The ancient city of Troy keeps captivating researchers.
Just recently the skeleton of the last Trojan that lived during the Eastern Roman era has been found, Hurriyet Daily News reports.
The ancient body was found in a field which was used as a graveyard in the Eastern Roman period. The graveyard was also discovered during excavations ongoing in the southern gate and the Roman-era agora.
The Dardanos Rider, a kind of souvenir gifted or sold to people visiting Troy, was found on the skeleton. The red-colored artifact dates back 2,300 years, according to examinations.
“The purpose of these excavations in the agora field was to understand the architectural findings other than the late Bronze Age. Particularly this year, we obtained some things that verify some previous findings. Two big earthquakes happened in Troy in 500 A.D.
We know that Troy was abandoned for a few years after the quakes, and there was a settlement after the 11th century until the mid-13th century, which we call the Eastern Roman era. This field was used as a graveyard in this era. The skeleton we found in the graveyard is now being cleaned.
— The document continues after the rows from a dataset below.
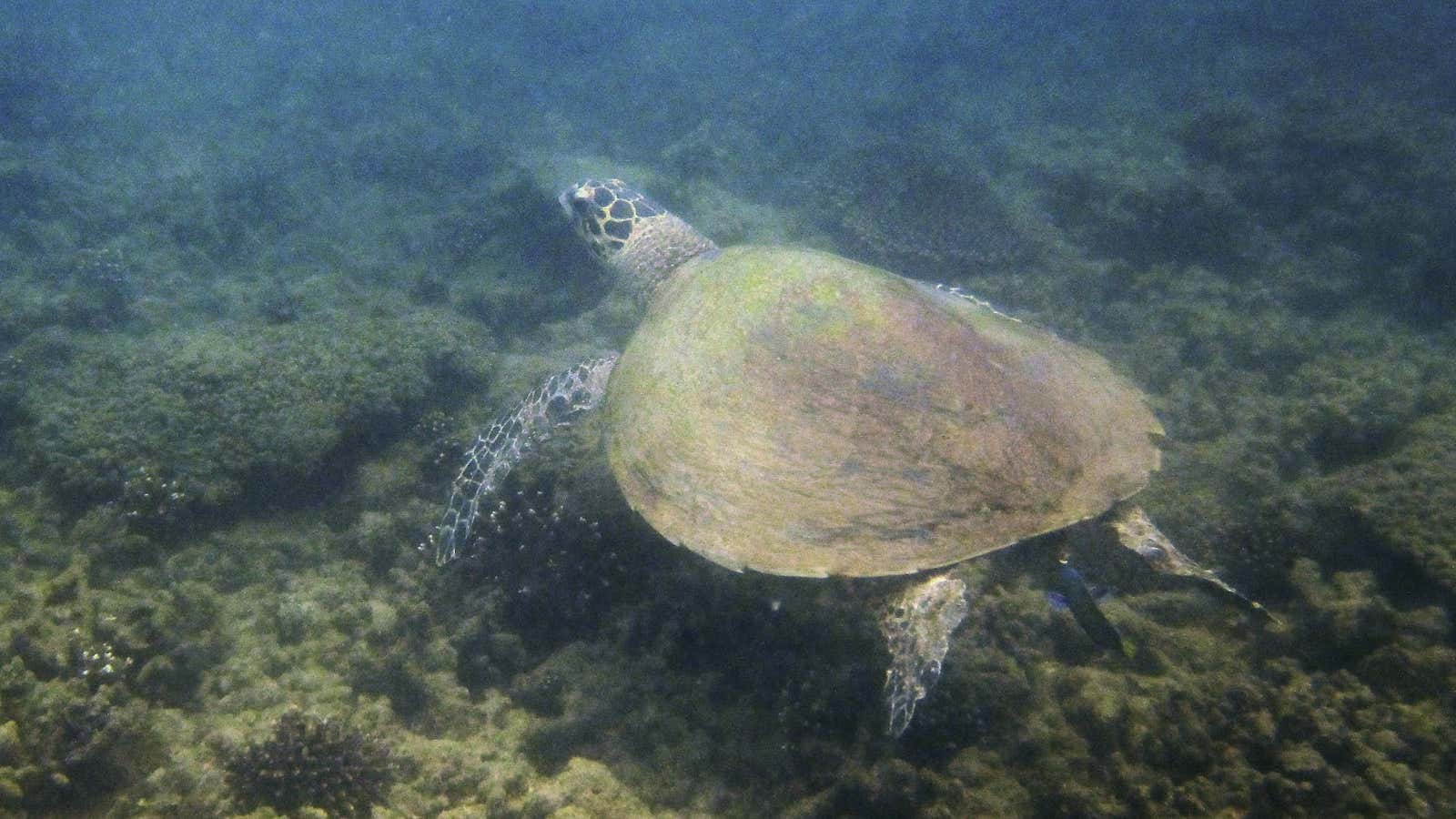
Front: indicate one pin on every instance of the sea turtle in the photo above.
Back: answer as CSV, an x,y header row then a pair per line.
x,y
791,411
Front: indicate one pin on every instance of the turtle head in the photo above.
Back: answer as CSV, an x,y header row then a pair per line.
x,y
630,232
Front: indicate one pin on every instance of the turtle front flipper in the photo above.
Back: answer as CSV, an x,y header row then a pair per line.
x,y
917,625
557,402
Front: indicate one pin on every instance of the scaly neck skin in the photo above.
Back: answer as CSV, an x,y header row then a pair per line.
x,y
659,245
633,235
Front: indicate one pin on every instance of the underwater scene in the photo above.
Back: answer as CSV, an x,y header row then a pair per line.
x,y
740,409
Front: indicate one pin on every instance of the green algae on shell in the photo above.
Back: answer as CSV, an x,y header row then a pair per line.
x,y
797,413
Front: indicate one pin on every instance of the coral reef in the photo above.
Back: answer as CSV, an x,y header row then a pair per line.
x,y
312,763
251,314
237,417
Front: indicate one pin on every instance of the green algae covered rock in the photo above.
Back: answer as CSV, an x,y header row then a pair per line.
x,y
1407,497
215,417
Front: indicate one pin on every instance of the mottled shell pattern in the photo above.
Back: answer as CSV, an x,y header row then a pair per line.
x,y
797,413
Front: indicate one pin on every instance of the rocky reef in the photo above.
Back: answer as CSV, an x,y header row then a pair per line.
x,y
247,332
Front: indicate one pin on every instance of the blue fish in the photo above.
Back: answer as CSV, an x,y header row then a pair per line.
x,y
1072,593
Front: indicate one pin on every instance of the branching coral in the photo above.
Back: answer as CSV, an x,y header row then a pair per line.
x,y
312,763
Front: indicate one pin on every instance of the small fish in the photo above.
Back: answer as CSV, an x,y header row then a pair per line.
x,y
1074,592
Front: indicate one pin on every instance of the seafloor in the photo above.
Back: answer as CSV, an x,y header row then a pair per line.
x,y
264,273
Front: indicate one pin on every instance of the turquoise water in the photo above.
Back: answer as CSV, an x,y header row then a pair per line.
x,y
266,273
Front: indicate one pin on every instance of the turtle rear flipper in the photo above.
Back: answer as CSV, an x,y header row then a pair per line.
x,y
1138,533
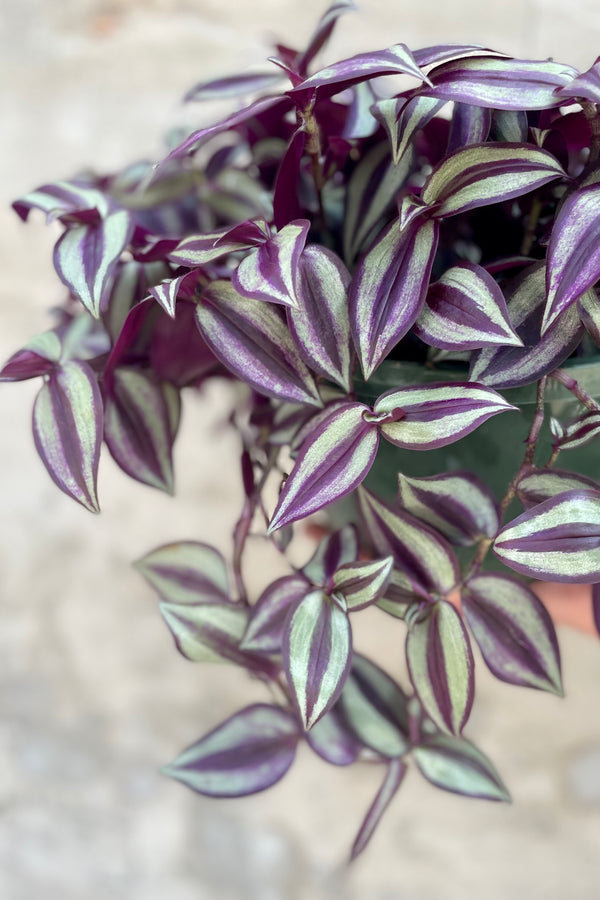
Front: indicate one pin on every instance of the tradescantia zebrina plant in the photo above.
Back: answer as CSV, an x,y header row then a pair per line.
x,y
388,269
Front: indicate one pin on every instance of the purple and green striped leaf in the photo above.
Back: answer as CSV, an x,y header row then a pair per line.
x,y
557,540
457,504
425,417
394,776
396,60
573,259
538,485
515,366
362,583
577,433
388,289
247,753
375,708
585,86
333,551
332,740
332,461
370,196
86,257
186,572
482,174
465,310
317,652
138,429
252,340
67,430
270,272
233,86
501,83
454,764
425,558
440,664
320,323
38,357
199,249
269,615
513,630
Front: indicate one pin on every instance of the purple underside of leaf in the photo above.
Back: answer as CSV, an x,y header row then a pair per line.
x,y
270,272
500,83
67,430
251,339
558,539
394,776
514,631
397,60
186,572
247,753
86,256
573,252
505,367
333,461
422,555
317,652
388,289
320,324
440,662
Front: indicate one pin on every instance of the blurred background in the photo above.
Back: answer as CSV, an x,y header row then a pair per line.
x,y
93,696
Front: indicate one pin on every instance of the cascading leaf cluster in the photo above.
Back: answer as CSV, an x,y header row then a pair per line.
x,y
297,246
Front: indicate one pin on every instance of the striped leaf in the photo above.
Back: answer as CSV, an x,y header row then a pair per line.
x,y
513,630
320,323
573,265
465,310
270,272
469,125
375,708
402,119
542,484
86,257
397,60
456,504
186,572
36,358
371,196
388,289
362,583
333,551
557,540
332,461
269,615
501,83
421,554
251,339
67,430
454,764
515,366
425,417
440,663
247,753
317,651
394,776
138,429
332,739
482,174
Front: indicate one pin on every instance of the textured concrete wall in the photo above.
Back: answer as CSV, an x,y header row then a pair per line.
x,y
93,698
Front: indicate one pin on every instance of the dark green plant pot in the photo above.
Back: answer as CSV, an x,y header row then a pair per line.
x,y
493,452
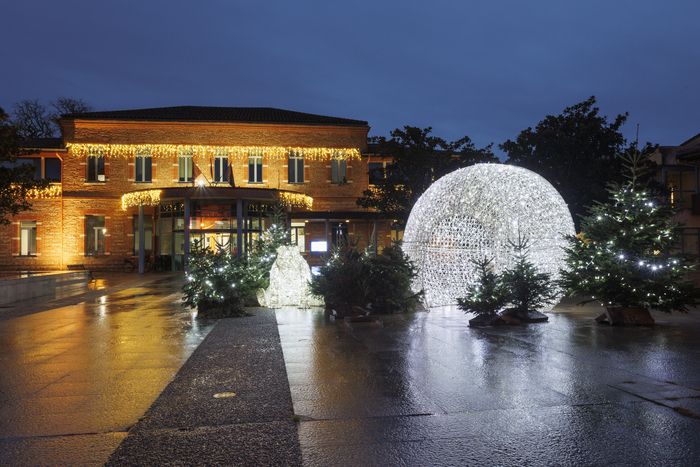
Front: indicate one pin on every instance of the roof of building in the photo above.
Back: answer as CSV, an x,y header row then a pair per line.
x,y
43,143
218,114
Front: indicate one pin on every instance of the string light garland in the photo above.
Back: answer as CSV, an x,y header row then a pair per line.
x,y
54,190
237,152
477,212
141,198
295,200
152,198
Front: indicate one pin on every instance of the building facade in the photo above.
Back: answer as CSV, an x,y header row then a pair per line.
x,y
679,172
155,182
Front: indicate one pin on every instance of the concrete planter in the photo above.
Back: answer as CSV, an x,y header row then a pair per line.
x,y
623,316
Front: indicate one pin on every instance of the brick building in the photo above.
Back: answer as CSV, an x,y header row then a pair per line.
x,y
156,180
679,173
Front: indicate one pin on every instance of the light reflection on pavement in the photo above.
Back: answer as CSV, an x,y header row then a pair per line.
x,y
76,378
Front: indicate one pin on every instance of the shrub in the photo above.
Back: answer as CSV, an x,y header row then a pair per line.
x,y
378,283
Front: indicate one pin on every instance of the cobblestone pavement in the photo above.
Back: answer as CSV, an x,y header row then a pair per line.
x,y
76,377
425,389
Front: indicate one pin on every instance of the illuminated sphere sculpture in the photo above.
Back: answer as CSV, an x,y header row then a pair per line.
x,y
478,212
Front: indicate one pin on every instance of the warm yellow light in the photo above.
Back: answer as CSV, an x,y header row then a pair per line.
x,y
138,198
238,152
296,200
54,190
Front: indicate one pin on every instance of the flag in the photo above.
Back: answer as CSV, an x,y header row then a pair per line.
x,y
230,176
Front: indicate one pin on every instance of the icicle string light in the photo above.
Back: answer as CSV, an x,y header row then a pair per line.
x,y
477,212
237,152
152,198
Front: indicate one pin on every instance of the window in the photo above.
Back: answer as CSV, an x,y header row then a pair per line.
x,y
339,169
27,238
376,172
296,167
255,168
144,168
184,166
340,234
96,168
95,235
221,168
298,236
52,169
148,231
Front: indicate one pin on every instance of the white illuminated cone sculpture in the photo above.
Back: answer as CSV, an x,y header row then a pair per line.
x,y
477,212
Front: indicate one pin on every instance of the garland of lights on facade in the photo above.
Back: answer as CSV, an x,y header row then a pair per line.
x,y
477,212
152,198
51,191
237,152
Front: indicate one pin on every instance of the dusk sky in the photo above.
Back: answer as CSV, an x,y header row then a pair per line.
x,y
482,69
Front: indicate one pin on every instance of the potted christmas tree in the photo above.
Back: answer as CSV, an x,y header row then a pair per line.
x,y
486,297
626,256
528,289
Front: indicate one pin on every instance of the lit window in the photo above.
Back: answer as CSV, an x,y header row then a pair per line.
x,y
95,168
95,235
221,167
144,168
319,246
27,238
255,168
377,172
339,168
52,169
148,231
184,166
296,167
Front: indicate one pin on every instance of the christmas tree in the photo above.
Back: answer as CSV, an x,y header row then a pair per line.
x,y
487,296
626,256
528,289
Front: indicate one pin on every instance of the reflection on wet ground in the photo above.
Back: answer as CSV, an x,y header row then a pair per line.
x,y
425,389
75,378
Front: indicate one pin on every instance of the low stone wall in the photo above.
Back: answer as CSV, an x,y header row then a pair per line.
x,y
27,286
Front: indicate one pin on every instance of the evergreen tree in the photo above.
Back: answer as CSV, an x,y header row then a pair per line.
x,y
626,255
527,288
488,295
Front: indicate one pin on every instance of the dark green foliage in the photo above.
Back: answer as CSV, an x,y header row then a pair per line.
x,y
487,296
527,289
418,160
627,253
218,284
16,180
379,283
577,152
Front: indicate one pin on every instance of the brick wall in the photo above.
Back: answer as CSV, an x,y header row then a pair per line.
x,y
61,228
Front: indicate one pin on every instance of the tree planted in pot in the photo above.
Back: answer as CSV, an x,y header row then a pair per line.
x,y
487,297
626,256
527,289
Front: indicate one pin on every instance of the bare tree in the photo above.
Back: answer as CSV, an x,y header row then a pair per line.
x,y
32,120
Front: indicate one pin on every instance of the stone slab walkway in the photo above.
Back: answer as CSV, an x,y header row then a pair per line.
x,y
229,404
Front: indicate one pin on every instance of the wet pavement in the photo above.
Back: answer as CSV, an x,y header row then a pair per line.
x,y
77,376
228,405
425,389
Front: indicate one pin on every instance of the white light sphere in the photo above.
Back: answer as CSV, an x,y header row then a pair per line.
x,y
476,212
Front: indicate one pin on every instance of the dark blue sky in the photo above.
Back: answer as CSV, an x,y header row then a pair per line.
x,y
485,69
Skeleton of last Trojan discovered in the ancient city of Troy.Credit: hurriyetdailynews.com
We can say that it is the skeleton of the last Trojan who lived in mid-13th century. At the same time, we have archaeological data that the southern gate was a holy field in the Hellenistic era. We have found some terracotta artifacts in previous excavations in this holy field. This year we found one of them, too,” Aslan, a professor at Çanakkale Onsekiz Mart University said.
“This type of terracotta, which is called Dardanos Rider, is seen in the holy field in Troy. We found lots of them in the western holy field, Temple of Athens holy field and the southern gate.
But for the first time this year, we found colored terracotta. One can clearly see a fingerprint on it. This artifact was a kind of souvenir given to the visitors of the ancient city of Troy in that era. It depicts a rider and reveals that the southern part was used as a holy field after the western field. We will make further studies in future excavations,” Professor Aslan added.
Excavations will continue and we can hope archaeologists can report about more exciting discoveries made in the fascinating ancient city of Troy.